ProjectMOSAIC / mosaic

Project MOSAIC R package
http://mosaic-web.org/
94 stars 25 forks source link

stringsAsFactors = FALSE not documented in read.file() #502

Open dtkaplan opened 8 years ago

dtkaplan commented 8 years ago

I propose to document this so that later changes will not be made without discussion. Reading in strings as strings simplifies tasks such as data cleaning and I rely on it in the Data Computing book.

rpruim commented 8 years ago

See #474. If you are using read.file(), let us know ASAP. It is slated for removal from the package with the idea that we should get out of the data import/export business and leave that to the newer packages dedicated to the task.

I may simply move it to fastR or perhaps to a new package I'm creating with miscellaneous utilities. Currently named rjp (renaming suggestions welcomed), it only contains two functions at the moment:

nicholasjhorton commented 8 years ago

Just FYI, I've been very happy with the qdapRegex package for things like phone number, zip code extraction, etc.

http://trinker.github.io/qdapRegex/

rpruim commented 8 years ago

I took a quick look. I'm not crazy about the API for phone numbers since (a) it returns a list of vectors, (b) it doesn't standardize the phone number format, and (c) it uses a functions called rm_* to do extraction. (Seems to me like extraction would be the more common use case than deletion.)

But my use case is different, I'm not extracting phone numbers from large chunks of text.
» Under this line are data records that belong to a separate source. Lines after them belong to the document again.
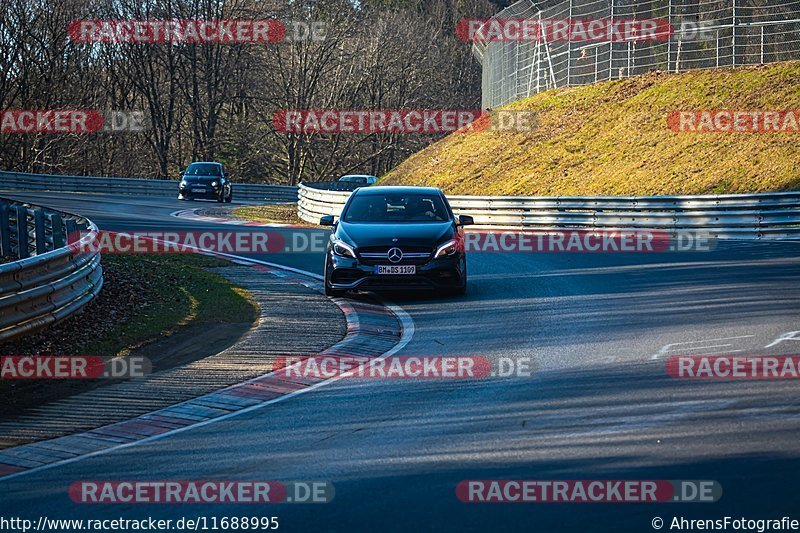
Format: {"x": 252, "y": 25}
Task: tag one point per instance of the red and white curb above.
{"x": 192, "y": 214}
{"x": 377, "y": 330}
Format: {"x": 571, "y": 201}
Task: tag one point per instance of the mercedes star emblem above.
{"x": 395, "y": 255}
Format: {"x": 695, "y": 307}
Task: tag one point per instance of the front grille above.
{"x": 412, "y": 255}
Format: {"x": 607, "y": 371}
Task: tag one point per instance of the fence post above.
{"x": 5, "y": 230}
{"x": 569, "y": 48}
{"x": 669, "y": 40}
{"x": 733, "y": 55}
{"x": 611, "y": 47}
{"x": 22, "y": 232}
{"x": 57, "y": 227}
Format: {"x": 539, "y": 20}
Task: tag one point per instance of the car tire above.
{"x": 330, "y": 291}
{"x": 333, "y": 293}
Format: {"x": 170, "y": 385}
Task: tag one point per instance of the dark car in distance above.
{"x": 205, "y": 181}
{"x": 396, "y": 238}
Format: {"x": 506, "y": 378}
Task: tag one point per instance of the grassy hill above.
{"x": 613, "y": 139}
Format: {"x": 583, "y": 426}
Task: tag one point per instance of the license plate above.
{"x": 395, "y": 269}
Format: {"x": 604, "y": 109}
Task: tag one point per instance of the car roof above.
{"x": 388, "y": 189}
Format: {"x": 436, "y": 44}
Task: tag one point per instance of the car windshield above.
{"x": 202, "y": 169}
{"x": 400, "y": 207}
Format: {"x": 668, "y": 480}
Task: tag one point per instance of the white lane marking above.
{"x": 790, "y": 336}
{"x": 669, "y": 347}
{"x": 408, "y": 333}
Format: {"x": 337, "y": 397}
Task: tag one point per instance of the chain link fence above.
{"x": 704, "y": 34}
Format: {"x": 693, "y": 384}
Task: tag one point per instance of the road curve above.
{"x": 597, "y": 328}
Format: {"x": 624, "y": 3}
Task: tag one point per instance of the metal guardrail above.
{"x": 145, "y": 187}
{"x": 46, "y": 280}
{"x": 742, "y": 216}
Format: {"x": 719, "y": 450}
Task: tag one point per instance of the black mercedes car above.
{"x": 208, "y": 181}
{"x": 396, "y": 238}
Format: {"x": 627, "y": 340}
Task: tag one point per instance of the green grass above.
{"x": 275, "y": 213}
{"x": 612, "y": 139}
{"x": 180, "y": 290}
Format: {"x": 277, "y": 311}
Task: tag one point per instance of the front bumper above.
{"x": 208, "y": 194}
{"x": 351, "y": 274}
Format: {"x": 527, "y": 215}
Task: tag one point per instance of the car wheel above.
{"x": 330, "y": 291}
{"x": 333, "y": 293}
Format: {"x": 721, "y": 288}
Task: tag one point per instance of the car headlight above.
{"x": 447, "y": 249}
{"x": 343, "y": 249}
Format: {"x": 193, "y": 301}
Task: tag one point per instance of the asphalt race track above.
{"x": 599, "y": 405}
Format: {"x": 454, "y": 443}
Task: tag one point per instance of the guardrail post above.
{"x": 5, "y": 230}
{"x": 22, "y": 232}
{"x": 57, "y": 226}
{"x": 40, "y": 233}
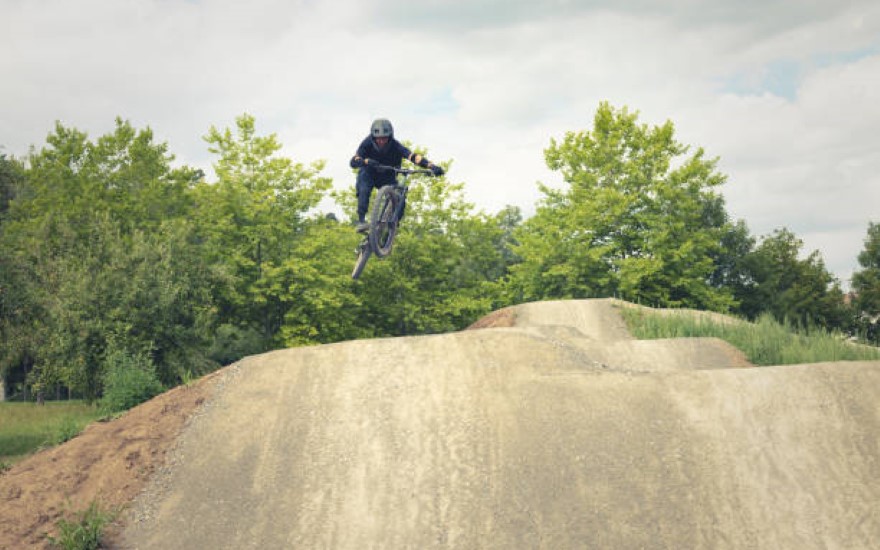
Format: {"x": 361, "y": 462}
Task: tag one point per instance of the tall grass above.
{"x": 26, "y": 427}
{"x": 764, "y": 342}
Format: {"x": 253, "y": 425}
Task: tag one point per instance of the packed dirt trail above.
{"x": 550, "y": 428}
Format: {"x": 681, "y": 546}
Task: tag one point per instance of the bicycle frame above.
{"x": 370, "y": 244}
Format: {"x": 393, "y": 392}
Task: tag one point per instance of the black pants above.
{"x": 367, "y": 180}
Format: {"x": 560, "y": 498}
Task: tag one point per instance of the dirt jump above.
{"x": 548, "y": 426}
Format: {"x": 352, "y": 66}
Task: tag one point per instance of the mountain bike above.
{"x": 384, "y": 218}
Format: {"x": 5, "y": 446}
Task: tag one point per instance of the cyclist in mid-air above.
{"x": 380, "y": 148}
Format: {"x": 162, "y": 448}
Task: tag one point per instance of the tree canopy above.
{"x": 639, "y": 217}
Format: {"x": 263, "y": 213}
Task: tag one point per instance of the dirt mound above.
{"x": 109, "y": 461}
{"x": 550, "y": 427}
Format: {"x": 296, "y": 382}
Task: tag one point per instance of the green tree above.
{"x": 639, "y": 218}
{"x": 866, "y": 286}
{"x": 102, "y": 250}
{"x": 792, "y": 289}
{"x": 11, "y": 178}
{"x": 445, "y": 261}
{"x": 253, "y": 220}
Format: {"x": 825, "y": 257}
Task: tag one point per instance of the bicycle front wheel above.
{"x": 384, "y": 224}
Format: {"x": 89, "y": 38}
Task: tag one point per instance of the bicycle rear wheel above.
{"x": 363, "y": 256}
{"x": 384, "y": 225}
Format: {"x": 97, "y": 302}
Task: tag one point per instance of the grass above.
{"x": 27, "y": 427}
{"x": 764, "y": 342}
{"x": 84, "y": 530}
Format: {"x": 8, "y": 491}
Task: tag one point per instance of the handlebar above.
{"x": 404, "y": 171}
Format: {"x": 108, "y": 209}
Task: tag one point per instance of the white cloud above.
{"x": 781, "y": 90}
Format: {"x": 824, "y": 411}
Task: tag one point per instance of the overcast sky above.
{"x": 785, "y": 92}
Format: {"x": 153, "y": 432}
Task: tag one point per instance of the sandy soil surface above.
{"x": 548, "y": 428}
{"x": 110, "y": 462}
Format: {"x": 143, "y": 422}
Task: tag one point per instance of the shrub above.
{"x": 84, "y": 531}
{"x": 129, "y": 379}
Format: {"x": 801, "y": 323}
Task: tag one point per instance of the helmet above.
{"x": 381, "y": 128}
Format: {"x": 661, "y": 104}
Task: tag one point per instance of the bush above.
{"x": 84, "y": 531}
{"x": 231, "y": 343}
{"x": 129, "y": 380}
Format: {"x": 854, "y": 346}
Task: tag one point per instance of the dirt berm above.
{"x": 556, "y": 431}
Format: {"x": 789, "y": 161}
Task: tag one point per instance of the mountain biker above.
{"x": 380, "y": 148}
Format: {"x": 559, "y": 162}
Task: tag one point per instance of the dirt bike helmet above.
{"x": 381, "y": 128}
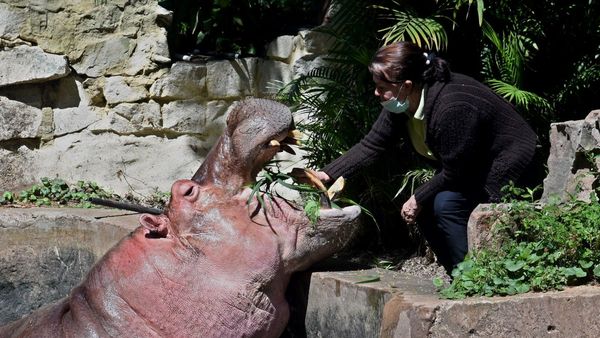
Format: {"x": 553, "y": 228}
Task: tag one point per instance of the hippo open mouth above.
{"x": 206, "y": 266}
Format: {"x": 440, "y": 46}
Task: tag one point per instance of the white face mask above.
{"x": 395, "y": 106}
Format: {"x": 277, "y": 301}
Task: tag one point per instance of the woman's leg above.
{"x": 444, "y": 225}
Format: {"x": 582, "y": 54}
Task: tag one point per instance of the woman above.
{"x": 478, "y": 140}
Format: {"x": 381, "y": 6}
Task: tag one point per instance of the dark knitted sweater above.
{"x": 478, "y": 137}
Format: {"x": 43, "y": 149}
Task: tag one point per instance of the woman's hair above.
{"x": 404, "y": 60}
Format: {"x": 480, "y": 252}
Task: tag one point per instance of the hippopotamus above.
{"x": 215, "y": 263}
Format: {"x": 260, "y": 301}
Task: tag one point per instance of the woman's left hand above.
{"x": 410, "y": 210}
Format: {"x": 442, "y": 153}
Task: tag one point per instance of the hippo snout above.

I'm trying to standardize the phone numbers entered by users in a google form. The approach is pretty simple: remove all the non digits, convert the rest to a numeric, and use some arithmetic to parse into area code, exchange and number. At the moment there is only one output format, but once those three elements are in hand, it would be easy to provide more flexibility there.

For more general scraping, I think the gdapRegex package might be more useful.

dtkaplan commented 8 years ago

Thanks for the reminder about read.file(). I should have remembered that discussion about leaving file reading to packages designed specifically for file reading. I'll remove the mosaic::read.file() from Data Computing.

But what to do?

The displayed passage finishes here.